Edward Elgar was born in a small English village in 1857 and was musical from an early age, along with his six siblings. His friend and biographer wrote that Elgar's early surroundings had an influence that "permeated all his work and gave to his whole life that subtle but none the less true and sturdy English quality”.  Elgar is probably best known for the first of the five Pomp and Circumstance Marches, familiar to millions of television viewers all over the world every year who hear it at the "Last Night of the Proms". He told his friend Dora Penny, "I've got a tune that will knock 'em – will knock 'em flat".
 

The Music

Puccini composed the Messa di Gloria  as his graduation exercise with its first performance in Lucca on July 12, 1880.  Somewhat like Elgar’s  The Music Makers, it received a lukewarm response, belying the richness and variety of the music, and was not performed until sixty years later.  Puccini fans will spot some of its themes in other works, such as the Agnus Dei in his opera Manon Lescaut and the Kyrie in Edgar.

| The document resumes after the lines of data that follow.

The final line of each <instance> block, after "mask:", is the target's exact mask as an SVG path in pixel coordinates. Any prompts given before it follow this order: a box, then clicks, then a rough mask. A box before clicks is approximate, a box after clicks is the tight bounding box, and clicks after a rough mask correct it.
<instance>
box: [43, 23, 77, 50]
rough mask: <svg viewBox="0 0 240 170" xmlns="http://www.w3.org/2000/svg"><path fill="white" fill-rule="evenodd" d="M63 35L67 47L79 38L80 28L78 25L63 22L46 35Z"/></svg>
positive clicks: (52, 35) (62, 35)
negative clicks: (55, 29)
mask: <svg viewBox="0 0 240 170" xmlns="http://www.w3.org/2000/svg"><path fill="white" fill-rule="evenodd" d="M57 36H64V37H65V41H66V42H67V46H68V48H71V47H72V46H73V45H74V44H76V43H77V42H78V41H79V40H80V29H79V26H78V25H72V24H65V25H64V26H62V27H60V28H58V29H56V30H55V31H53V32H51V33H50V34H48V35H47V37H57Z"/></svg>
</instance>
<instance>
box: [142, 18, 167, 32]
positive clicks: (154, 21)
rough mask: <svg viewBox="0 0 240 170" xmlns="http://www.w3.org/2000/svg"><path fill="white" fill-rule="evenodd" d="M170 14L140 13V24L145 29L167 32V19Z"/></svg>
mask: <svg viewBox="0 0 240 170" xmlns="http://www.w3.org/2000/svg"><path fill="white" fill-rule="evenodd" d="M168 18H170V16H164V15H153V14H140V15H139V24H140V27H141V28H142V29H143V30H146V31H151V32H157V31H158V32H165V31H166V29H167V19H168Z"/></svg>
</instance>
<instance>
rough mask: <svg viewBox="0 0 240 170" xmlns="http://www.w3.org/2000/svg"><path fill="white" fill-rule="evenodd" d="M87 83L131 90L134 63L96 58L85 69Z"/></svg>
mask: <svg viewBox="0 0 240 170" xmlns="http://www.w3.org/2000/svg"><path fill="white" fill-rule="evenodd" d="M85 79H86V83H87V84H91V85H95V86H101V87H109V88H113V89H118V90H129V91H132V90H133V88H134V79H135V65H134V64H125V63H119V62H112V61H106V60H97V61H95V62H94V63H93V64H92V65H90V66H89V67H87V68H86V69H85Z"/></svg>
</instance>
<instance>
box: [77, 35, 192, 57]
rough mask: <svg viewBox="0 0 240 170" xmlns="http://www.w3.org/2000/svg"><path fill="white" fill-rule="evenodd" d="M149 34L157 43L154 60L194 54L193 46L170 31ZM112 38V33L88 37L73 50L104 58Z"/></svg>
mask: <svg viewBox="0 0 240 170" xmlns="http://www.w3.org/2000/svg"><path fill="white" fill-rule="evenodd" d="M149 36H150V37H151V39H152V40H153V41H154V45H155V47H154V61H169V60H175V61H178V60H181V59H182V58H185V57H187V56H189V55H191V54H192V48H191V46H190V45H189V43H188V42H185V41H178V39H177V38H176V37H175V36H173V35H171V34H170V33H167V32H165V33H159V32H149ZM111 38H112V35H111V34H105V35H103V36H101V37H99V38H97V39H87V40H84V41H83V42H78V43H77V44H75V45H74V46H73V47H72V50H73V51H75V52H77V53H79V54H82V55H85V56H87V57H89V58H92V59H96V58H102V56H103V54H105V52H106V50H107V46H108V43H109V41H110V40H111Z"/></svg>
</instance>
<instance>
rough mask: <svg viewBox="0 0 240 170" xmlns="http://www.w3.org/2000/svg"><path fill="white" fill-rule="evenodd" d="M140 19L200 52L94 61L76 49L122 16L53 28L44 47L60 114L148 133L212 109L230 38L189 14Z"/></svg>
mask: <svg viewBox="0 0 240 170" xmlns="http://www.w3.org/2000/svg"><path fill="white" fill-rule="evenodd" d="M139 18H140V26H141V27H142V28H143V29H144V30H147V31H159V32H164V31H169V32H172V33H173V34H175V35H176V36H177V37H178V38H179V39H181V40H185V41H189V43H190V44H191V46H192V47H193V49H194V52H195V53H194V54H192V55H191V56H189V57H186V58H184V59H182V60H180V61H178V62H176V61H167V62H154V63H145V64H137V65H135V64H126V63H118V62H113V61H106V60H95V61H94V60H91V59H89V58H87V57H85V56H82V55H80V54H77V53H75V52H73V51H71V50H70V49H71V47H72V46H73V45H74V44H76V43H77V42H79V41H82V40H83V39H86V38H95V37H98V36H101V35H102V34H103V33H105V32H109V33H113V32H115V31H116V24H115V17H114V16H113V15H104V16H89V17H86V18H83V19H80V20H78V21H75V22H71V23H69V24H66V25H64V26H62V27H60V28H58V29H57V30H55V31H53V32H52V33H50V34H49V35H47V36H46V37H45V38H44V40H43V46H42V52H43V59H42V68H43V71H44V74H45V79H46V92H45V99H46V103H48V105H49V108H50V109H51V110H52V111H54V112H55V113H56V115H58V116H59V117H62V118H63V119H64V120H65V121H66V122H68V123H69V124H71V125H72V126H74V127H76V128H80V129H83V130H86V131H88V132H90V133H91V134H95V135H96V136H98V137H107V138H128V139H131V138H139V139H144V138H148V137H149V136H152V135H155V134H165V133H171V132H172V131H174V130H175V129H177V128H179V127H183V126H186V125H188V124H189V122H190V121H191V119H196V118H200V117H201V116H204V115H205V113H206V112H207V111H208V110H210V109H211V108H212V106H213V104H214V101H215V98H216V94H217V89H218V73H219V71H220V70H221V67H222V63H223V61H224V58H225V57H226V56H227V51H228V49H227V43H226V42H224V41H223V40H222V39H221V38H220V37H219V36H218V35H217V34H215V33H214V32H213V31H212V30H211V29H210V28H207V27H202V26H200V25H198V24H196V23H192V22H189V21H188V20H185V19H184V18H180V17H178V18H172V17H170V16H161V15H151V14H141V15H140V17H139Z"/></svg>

Elgar composed The Music Makers for the Birmingham Festival in 1912 and was his last major choral work. It was received politely but without enthusiasm; again a mystery given its exquisite melodies. The text of the work is the 1874 poem Ode by Arthur O'Shaughnessy. The mood is clear in the first lines, which depict the isolation of the creative artist:
We are the music makers,
And we are the dreamers of dreams,
Wandering by lone sea-breakers,
And sitting by desolate streams...
But the verse ends postively:
Yet we are the movers and shakers
Of the world for ever, it seems.

For Elgar fans the piece is satisfyingly scattered with musical references to his other works, The Dream of Gerontius, Sea Pictures. the Symphonies, the Violin Concerto and "Nimrod" (from the Enigma Variations); but most of the music however is original.